Full project of modeling and detection of camouflaging worm in PPT
Posts: 14,118
Threads: 61
Joined: Oct 2014
Modeling and detection of camouflage worm
Active worms pose major threats to Internet security. This is due to the ability of active worms to propagate in an automated way, as they continually compromise computers on the Internet. The active worms evolve during their propagation, and therefore, pose great challenges to defend against them. In this article, we investigate a new class of active worms, known as Camouflage Worm (C-Worm in short). The C-Worm is different from traditional worms because of its ability to intelligently manipulate its volume of scanning traffic over time. Therefore, the C-Worm camouflages its propagation of existing worm detection systems based on the analysis of the propagation traffic generated by the worms. We analyze the characteristics of the C-Worm and make a complete comparison between your traffic and non-worm traffic (background traffic).
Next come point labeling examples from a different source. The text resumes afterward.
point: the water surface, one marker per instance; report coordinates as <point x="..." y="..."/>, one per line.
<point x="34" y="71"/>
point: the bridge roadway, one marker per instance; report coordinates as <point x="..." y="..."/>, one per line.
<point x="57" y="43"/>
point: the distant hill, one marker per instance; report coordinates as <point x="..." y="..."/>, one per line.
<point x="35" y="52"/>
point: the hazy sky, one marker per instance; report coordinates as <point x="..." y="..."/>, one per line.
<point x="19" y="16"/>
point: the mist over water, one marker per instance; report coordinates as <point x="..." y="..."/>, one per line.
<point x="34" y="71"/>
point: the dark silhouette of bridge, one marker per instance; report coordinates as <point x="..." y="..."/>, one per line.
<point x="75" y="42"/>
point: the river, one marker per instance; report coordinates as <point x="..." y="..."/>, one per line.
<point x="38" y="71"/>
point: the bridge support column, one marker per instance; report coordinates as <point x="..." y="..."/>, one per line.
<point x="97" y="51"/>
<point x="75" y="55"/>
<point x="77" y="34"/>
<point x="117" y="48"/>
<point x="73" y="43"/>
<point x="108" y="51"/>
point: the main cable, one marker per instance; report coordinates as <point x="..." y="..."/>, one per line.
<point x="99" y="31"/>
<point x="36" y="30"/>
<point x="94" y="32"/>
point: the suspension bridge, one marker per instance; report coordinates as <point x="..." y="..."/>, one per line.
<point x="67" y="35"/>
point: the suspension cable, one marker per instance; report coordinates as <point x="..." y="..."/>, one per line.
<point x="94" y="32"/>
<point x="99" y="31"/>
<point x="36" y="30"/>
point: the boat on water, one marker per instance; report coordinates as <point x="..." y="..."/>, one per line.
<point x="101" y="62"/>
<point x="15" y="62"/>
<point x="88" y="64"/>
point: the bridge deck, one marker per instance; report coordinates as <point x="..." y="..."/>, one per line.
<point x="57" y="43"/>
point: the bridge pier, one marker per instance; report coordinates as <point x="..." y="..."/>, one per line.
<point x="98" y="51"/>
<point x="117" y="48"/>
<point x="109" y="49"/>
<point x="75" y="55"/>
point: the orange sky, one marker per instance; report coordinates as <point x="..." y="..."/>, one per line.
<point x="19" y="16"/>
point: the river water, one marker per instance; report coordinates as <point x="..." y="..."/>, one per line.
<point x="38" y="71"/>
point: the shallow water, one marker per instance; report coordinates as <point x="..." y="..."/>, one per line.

We observe that these two types of traffic are hardly distinguishable in the time domain.
However, their distinction is clear in the frequency domain, due to the recurring manipulative nature of the C-Worm. Motivated by our observations, we designed a new scheme based on the spectrum to detect the C-Worm. Our scheme uses the power spectral density (PSD) distribution of the scanning traffic volume and its corresponding spectral flatness measure (SFM) to distinguish C-Worm traffic from the background traffic. Using a full set of real-world detection metrics and traces as background traffic, we performed extensive performance evaluations in our proposal-based spectrum detection scheme. Performance data clearly demonstrates that our scheme can effectively detect the spread of C-Worm. In addition, we show the generality of our scheme based on the spectrum to effectively detect not only the C-worm, but also the traditional worms.